Looking back and trying to make sense of family history, without the first-hand recollection of those who are under study can be difficult and frustrating. Why didn’t I ask more questions when they were alive — why 40 years after Jack’s death am I now more interested in understanding their journey then when he was alive. The simple truth is that I was just 16 when he died in 1975 and only remember sitting down and interviewing him about the Great War for a history school history class — I think it was about the Battle of the Somme.

But the years have passed and the technology to gain access to the records and uncover some of the past has only now been made more accessible to those of us who live an ocean away from their village.

I’m heading back to Ireland this year, as part of my university research leave, to research, study and teach with the public relations faculty at Dublin City University. I’ll be there in early May to set up our research agenda and then return in September for a longer period (6-7 weeks). It will be during that time that I will have a chance to spend my spare time digging through the archives in both Dublin and Cork (and maybe even London) to understand Jack’s war service and Irish military service after 1918.

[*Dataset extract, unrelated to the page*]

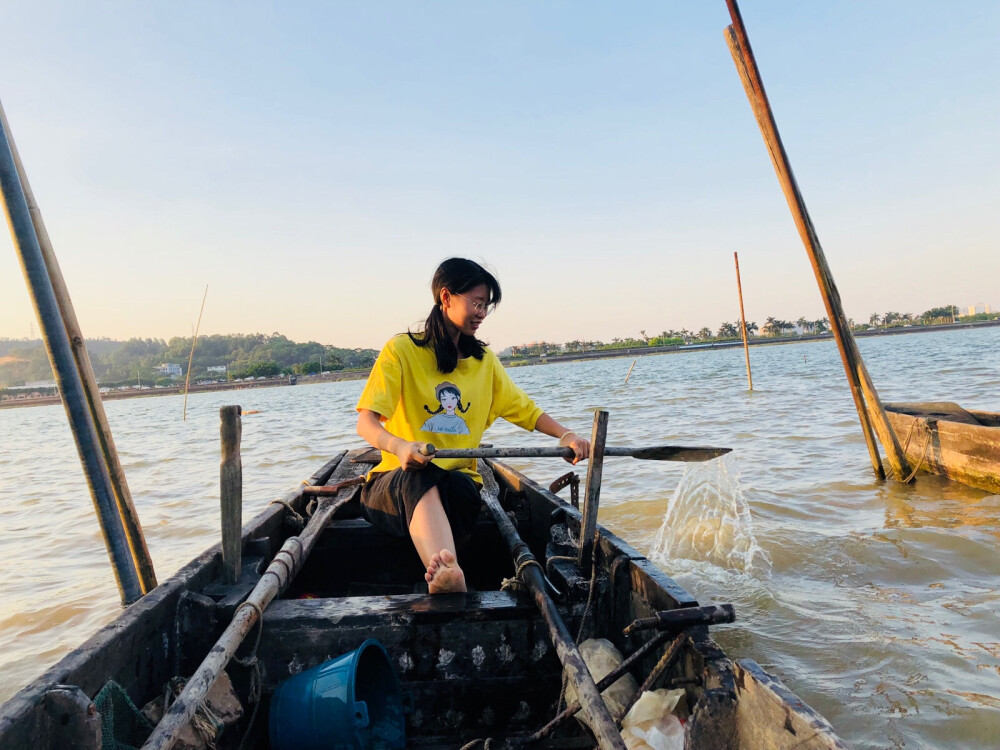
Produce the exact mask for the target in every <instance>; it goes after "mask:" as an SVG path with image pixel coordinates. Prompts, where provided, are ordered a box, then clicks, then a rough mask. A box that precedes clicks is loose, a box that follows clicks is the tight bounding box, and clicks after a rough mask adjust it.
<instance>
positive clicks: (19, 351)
mask: <svg viewBox="0 0 1000 750" xmlns="http://www.w3.org/2000/svg"><path fill="white" fill-rule="evenodd" d="M87 353H88V354H89V355H90V361H91V365H92V366H93V368H94V374H95V375H96V376H97V380H98V382H99V383H100V384H101V385H102V386H107V387H117V386H121V385H128V384H148V385H170V384H175V383H176V378H171V377H168V376H166V375H164V374H162V373H160V372H158V368H159V367H160V366H161V365H165V364H168V363H169V364H177V365H179V366H180V368H181V371H182V373H183V375H186V374H187V364H188V357H189V355H190V353H191V337H189V336H188V337H184V336H177V337H174V338H171V339H169V340H164V339H156V338H145V339H143V338H133V339H129V340H127V341H116V340H113V339H108V338H101V339H87ZM376 356H378V352H377V351H376V350H374V349H360V348H359V349H345V348H340V347H335V346H327V345H325V344H319V343H317V342H315V341H308V342H305V343H298V342H295V341H292V340H291V339H289V338H287V337H286V336H283V335H281V334H280V333H272V334H270V335H267V334H260V333H253V334H248V335H244V334H229V335H214V336H200V337H199V338H198V342H197V345H196V346H195V350H194V360H193V361H192V363H191V379H192V381H196V380H235V379H237V378H240V379H242V378H247V377H274V376H277V375H280V374H292V373H295V374H299V375H309V374H313V373H318V372H320V371H321V369H322V370H323V371H331V370H344V369H348V370H351V369H365V368H369V367H371V366H372V365H373V364H374V362H375V357H376ZM209 367H212V368H224V369H223V370H222V371H219V370H215V371H209V369H208V368H209ZM51 379H53V374H52V369H51V366H50V364H49V359H48V355H47V354H46V352H45V347H44V346H43V345H42V342H41V341H40V340H38V339H35V340H27V339H22V340H16V339H0V386H21V385H24V384H25V383H30V382H35V381H44V380H51Z"/></svg>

The Irish Military Archives does have a file on Private John Flynn, who was a member of the Irish Army as confirmed by the Irish Army Census in November 1922JohnFlynn.1922.IrishArmyCensus.(listed as a member of the Rathcormac Reserves while undergoing medical treatment in the Union Hospital in Fermoy). But little is known of his service in Michael Collin’s national army. Molly’s brothers William and Michael were also members of the Irish army and served during that period as well.

There has been much speculation within our family on the role they played during the Irish Civil war, before and after Collin’s assassination in August 1922. This speculation has been fueled by some who believe that Jack and Molly were “asked” to leave Ireland in 1925 — just one month after Molly’s brother Michael Cahill left for Boston in August 1925. No doubt they left with their two young children in tow “to better their lives” as my great aunt Sheila Monohan recounted to me during visits in 1998 and 1999. While this may in fact be true, and they did better their own lives and the lives of their Irish-born and Canadian-born children, it doesn’t shed light on the notion that they were forced to leave by Eamon De Valera’s supporters.

So back to land of my father’s birth (and the homeland of my mom’s grandparents — the Browns, Riordans, and Farrells) this year. In hopes of opening up a few more windows into our past and the journey to find the “O”.